Re: Unicode and Java Questions

From: Marcin 'Qrczak' Kowalczyk (qrczak@knm.org.pl)
Date: Thu Oct 02 2008 - 03:37:13 CDT

  • Next message: Mark Davis: "Re: Unicode and Java Questions"

    2008/10/2 Matt Chu <matt.chu@gmail.com>:

    > For example, suppose that I use NFKC on text that has both halfwidth "カ" and
    > fullwidth "カ". Thanks to NFKC, both are now converted to fullwidth "カ"
    > (let's say). When I want to convert back to a Japanese-specific encoding, we
    > no longer know which ones are halfwidth and which ones are fullwidth. The
    > question is, how big of a deal is this in real-world, normal usage?

    Applying NFK(C|D) can change the meaning of text, e.g. 10³ becomes
    103. Don't do that. NFK(C|D) might be used in user-oriented searching
    where e.g. 3 might mtach ³, but it must not be forced on all strings.

    NF(C|D) should be pretty safe, even though mixing normalization forms
    can cause problems. It is not true that all processes treat
    Unicode-equivalent strings as equal; it's far from it in reality.

    > can two code points be equal in some language and not equal in another;
    > I am assuming some normalization form here.

    I am not sure what do you mean by equal here.
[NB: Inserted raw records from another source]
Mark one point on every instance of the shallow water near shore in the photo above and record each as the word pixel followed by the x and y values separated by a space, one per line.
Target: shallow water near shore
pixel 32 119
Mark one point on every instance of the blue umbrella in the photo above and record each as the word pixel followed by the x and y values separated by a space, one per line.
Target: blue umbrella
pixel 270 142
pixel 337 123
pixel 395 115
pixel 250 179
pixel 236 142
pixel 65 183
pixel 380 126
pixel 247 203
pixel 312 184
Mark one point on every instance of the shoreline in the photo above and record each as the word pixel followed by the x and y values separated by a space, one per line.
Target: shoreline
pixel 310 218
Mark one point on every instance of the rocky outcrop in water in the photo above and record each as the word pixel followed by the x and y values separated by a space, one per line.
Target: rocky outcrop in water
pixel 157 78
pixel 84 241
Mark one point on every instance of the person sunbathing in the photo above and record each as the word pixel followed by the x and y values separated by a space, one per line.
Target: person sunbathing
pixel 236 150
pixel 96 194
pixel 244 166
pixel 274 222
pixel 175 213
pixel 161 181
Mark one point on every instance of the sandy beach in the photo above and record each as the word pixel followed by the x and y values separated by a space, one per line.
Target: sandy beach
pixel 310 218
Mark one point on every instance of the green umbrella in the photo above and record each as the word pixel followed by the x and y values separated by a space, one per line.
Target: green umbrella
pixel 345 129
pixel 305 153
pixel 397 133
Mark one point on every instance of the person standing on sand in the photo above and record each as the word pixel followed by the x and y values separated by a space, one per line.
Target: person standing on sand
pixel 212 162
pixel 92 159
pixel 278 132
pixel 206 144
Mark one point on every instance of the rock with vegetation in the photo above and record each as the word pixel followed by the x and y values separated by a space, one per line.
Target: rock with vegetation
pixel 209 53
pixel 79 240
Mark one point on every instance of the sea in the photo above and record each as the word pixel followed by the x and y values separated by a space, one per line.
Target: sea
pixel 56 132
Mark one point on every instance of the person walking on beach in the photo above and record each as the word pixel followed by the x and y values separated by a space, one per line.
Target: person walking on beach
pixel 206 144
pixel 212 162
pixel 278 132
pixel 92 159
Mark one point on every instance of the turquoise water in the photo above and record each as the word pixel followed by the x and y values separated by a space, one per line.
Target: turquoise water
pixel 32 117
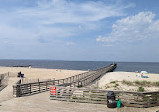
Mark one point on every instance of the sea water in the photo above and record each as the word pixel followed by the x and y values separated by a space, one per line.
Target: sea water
pixel 150 67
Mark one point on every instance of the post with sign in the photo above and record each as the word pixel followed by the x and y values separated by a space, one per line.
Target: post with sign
pixel 53 91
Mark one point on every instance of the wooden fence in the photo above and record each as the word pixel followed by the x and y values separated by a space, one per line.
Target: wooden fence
pixel 85 95
pixel 79 80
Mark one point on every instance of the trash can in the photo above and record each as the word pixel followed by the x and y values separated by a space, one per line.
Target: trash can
pixel 19 74
pixel 111 102
pixel 22 75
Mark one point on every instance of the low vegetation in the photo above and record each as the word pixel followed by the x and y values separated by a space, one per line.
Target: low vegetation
pixel 140 83
pixel 141 89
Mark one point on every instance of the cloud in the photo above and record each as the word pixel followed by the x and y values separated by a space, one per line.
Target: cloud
pixel 45 20
pixel 132 28
pixel 70 43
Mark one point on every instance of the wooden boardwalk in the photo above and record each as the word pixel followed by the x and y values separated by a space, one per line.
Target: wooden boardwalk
pixel 79 80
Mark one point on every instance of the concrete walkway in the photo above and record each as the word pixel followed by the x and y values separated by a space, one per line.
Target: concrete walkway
pixel 41 103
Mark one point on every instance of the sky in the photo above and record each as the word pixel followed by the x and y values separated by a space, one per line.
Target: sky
pixel 87 30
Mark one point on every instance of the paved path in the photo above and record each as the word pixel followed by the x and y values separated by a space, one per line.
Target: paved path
pixel 41 103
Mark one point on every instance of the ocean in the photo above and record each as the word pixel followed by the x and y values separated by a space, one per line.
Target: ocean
pixel 150 67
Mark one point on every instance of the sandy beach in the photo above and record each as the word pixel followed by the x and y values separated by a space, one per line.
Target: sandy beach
pixel 105 81
pixel 41 102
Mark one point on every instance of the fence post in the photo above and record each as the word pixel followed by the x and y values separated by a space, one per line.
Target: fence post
pixel 16 91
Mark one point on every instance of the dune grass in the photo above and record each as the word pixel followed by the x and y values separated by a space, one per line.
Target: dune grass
pixel 140 83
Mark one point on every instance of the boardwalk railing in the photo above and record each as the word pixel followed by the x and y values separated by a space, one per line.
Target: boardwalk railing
pixel 79 80
pixel 85 95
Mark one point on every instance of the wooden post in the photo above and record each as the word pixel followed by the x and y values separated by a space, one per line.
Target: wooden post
pixel 39 86
pixel 30 88
pixel 46 86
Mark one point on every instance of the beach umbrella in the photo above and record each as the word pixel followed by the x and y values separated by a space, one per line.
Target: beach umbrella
pixel 144 72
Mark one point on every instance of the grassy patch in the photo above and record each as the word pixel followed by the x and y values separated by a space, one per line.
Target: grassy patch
pixel 116 85
pixel 113 82
pixel 143 83
pixel 129 83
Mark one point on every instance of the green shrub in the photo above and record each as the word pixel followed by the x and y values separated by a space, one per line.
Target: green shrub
pixel 143 83
pixel 155 83
pixel 113 82
pixel 129 83
pixel 141 89
pixel 116 85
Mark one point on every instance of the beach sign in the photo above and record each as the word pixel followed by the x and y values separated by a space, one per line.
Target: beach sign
pixel 53 90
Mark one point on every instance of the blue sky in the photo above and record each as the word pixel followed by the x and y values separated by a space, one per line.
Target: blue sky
pixel 93 30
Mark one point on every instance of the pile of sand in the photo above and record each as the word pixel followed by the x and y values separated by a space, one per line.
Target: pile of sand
pixel 105 82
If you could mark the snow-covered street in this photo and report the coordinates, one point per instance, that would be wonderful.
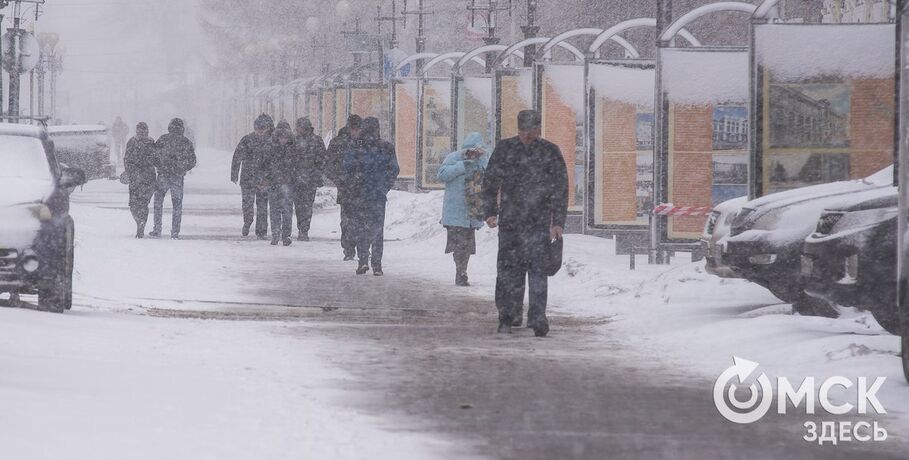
(224, 347)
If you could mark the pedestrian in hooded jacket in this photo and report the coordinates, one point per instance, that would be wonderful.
(530, 176)
(281, 170)
(462, 211)
(140, 162)
(309, 179)
(335, 172)
(370, 170)
(176, 157)
(247, 169)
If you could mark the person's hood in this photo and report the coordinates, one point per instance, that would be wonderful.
(473, 140)
(176, 126)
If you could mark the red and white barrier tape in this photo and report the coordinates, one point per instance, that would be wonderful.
(670, 210)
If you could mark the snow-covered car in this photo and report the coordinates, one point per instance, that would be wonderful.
(850, 259)
(766, 239)
(718, 226)
(86, 147)
(36, 230)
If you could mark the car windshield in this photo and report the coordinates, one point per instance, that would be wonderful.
(23, 157)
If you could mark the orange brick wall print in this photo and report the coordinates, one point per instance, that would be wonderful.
(560, 128)
(511, 104)
(691, 165)
(406, 131)
(616, 160)
(872, 125)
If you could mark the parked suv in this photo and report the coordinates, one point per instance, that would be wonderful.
(36, 230)
(850, 259)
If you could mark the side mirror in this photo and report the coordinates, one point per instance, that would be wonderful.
(71, 178)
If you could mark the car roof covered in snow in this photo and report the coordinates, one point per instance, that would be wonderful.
(77, 129)
(16, 129)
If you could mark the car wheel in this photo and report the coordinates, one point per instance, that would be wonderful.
(806, 305)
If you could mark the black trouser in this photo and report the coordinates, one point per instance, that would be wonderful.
(369, 222)
(174, 185)
(255, 206)
(140, 196)
(279, 196)
(304, 197)
(348, 231)
(522, 255)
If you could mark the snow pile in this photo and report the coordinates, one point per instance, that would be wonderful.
(801, 52)
(625, 84)
(698, 77)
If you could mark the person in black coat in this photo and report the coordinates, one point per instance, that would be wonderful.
(140, 162)
(530, 175)
(335, 172)
(370, 170)
(281, 170)
(176, 157)
(312, 151)
(247, 170)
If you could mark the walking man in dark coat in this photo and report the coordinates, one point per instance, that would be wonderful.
(530, 174)
(140, 162)
(282, 167)
(335, 172)
(312, 150)
(370, 170)
(247, 169)
(176, 157)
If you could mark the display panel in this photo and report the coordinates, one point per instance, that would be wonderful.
(827, 111)
(622, 95)
(705, 103)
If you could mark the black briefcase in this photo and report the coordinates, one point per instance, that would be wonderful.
(554, 257)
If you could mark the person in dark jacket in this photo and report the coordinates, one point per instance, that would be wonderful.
(247, 170)
(281, 171)
(370, 170)
(176, 157)
(312, 151)
(530, 174)
(140, 162)
(335, 172)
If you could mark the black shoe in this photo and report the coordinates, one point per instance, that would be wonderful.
(541, 329)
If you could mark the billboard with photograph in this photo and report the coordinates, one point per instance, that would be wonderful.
(435, 130)
(514, 93)
(474, 109)
(405, 130)
(826, 103)
(621, 178)
(705, 145)
(561, 91)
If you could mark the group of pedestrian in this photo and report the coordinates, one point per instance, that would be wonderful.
(155, 168)
(279, 170)
(521, 189)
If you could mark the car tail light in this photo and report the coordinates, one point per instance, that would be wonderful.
(827, 221)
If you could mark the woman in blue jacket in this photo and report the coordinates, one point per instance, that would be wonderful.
(462, 209)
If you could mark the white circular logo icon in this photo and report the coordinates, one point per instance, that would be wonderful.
(726, 401)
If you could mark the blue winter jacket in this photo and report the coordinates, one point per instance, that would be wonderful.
(454, 170)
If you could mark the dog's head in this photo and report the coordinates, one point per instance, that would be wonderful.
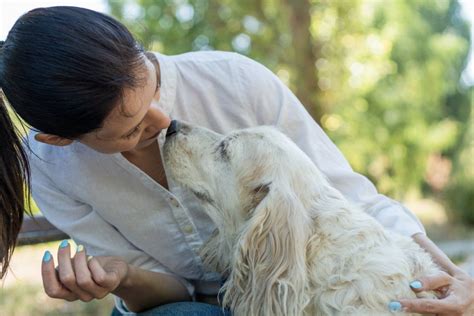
(257, 186)
(231, 174)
In any case, NF(|K)(C|D)
    does not depend on locale.

    > If this is possible, doesn't
    > that mean String.equals(...) should have a parameter for locale?

    String.equals() in Java does not apply any normalization, it simply
    compares sequences of UTF-16 code units.

    > 3) Does it make sense to have locale-agnostic case conversion? Currently I'm
    > using ICU4J's Transliterator.getInstance("Any-Lower") and
    > Transliterator.getInstance("Any-Upper"). Is this correct?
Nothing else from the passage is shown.